クライミングの動作練習を動画で振り返るフォームチェックアプリ
以前のブログ記事で紹介した書籍Logical Progressionでは、トレーニングのピリオダイゼーションに加えて、Practice=練習についても一節を割いて方法論を解説しています。
その中で、自分のクライミングフォームをチェックするために、専用のアプリを使用する事が推奨されていました。いくつか試してみて、なかなか便利だったので、解説します。
「Practice=練習」の構造
Logical Progressionによると、クライミングに限らずあらゆるスキルスポーツにおいては、以下のようなサイクルを回していくことで、効率的にスキル習得ができると説いています。
- Practice まず新たなスキルにトライしてみる
- Feedback やってみた結果、直した方がよいところについてフィードバックを受ける
- Do over (using the feedback) フィードバックを意識して、もう一回やってみる
- Possibly do it multiple times 必要に応じて、何回かやってみる
- reflect 客観的な内省を行う
この中でも、2のFeedbackが最も大事な工程であると強調しています。間違った動きで練習を繰り返したら、間違ったムーブが身についてしまうからです。コーチや上級者に見てもらってアドバイスを受けるのが理想なのですが、次善の策として、動画を見てセルフで振り返りを行う事も推奨しています 。
フォームチェックアプリでできること
よいフォームの習得は、多くのスポーツにおいて重要な関心事です。そのため、動画に撮った動作に対して、スローモーション再生や比較再生して、振り返りを効率的に行えるアプリが多くリリースされています。
主な機能はどのアプリも似通っています。主なメリットは以下の2つです。
- 操作性の良さ(再生位置や再生速度の変更が行いやすい)
- 2つの動画の比較が簡単にできる
- 動画に対する書き込み、印付けができる
イメージは、以下のInstagram動画のようなものです。
操作性の良さ
自分のクライミング動画をチェックしようとする際に、気になる動きを何度も繰り返しスローモーションで見たくなることはないでしょうか。フォームチェックアプリでは、指のフリック動作による再生位置の変更がとても滑らかで、快適にスローモーション動作の繰り返しチェックができます。iphoneの標準カメラアプリでも近い事はできますが、操作感は専用アプリの方が圧倒的によいです。
2つの動画の比較
ある動作について、何度かトライして改善しているか、動きの差分をチェックするために、2つの動画を1画面に並べることも簡単にできます。

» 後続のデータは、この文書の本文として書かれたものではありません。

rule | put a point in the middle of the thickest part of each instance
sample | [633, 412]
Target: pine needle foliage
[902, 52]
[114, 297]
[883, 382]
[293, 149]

それぞれの動画のスタートタイミングがずれていても、調整も簡単です。
動画に対する書き込み、印付け
これは個人で利用するより、コーチが選手にフィードバックする際に有効な機能と思いますが、動作の中で気になる動きに丸印を付けたり、線を引いたりすることができます。また、オプションで、各関節の角度を表示することができるアプリもあります。
フォームチェックアプリの種類
以前は買い切りの有料アプリであるCoach's Eyeを使用していましたが、残念ながら売り切り形式の販売は終了し、高額の月額課金制になってしまいました。
その他にも手軽に無料で使えるものがいくつかあるので紹介します。どのアプリも、無料版では、比較動画を保存する機能に制約がありますが、自分の動画を振り返るだけであれば無料版で充分です。
Onform
こちらは英語アプリですが、使いやすく気になりません。App storeでの評価も高く人気があります。スローモーション再生は1/2,1/4,1/8倍速の3種類のみとなっています。
編集した動画を書き出すときに、モーションキャプチャ機能が使えるようになっている必要があります。スマホを仕事でBYOD利用したりしていると、モーションキャプチャできなくする制限がかかっていたりする事があるので、その場合は動画の書き出しはできません。
ウゴトル
こちらは日本語のアプリです。日本語マニュアルもあるので、使いやすいです。再生速度は0.1〜4.0倍速まで、0.1刻みで調整できますし、動画の比較もできます。
無料版では動画の書き出しができず、静止画でしか書き出せません。
MultiVideo
こちらも日本語のアプリです。少し操作性にクセがありますが、マニュアルを読んで慣れれば、機能は充実しています。ウゴトルと同じく、無料版では動画の書き出しができません。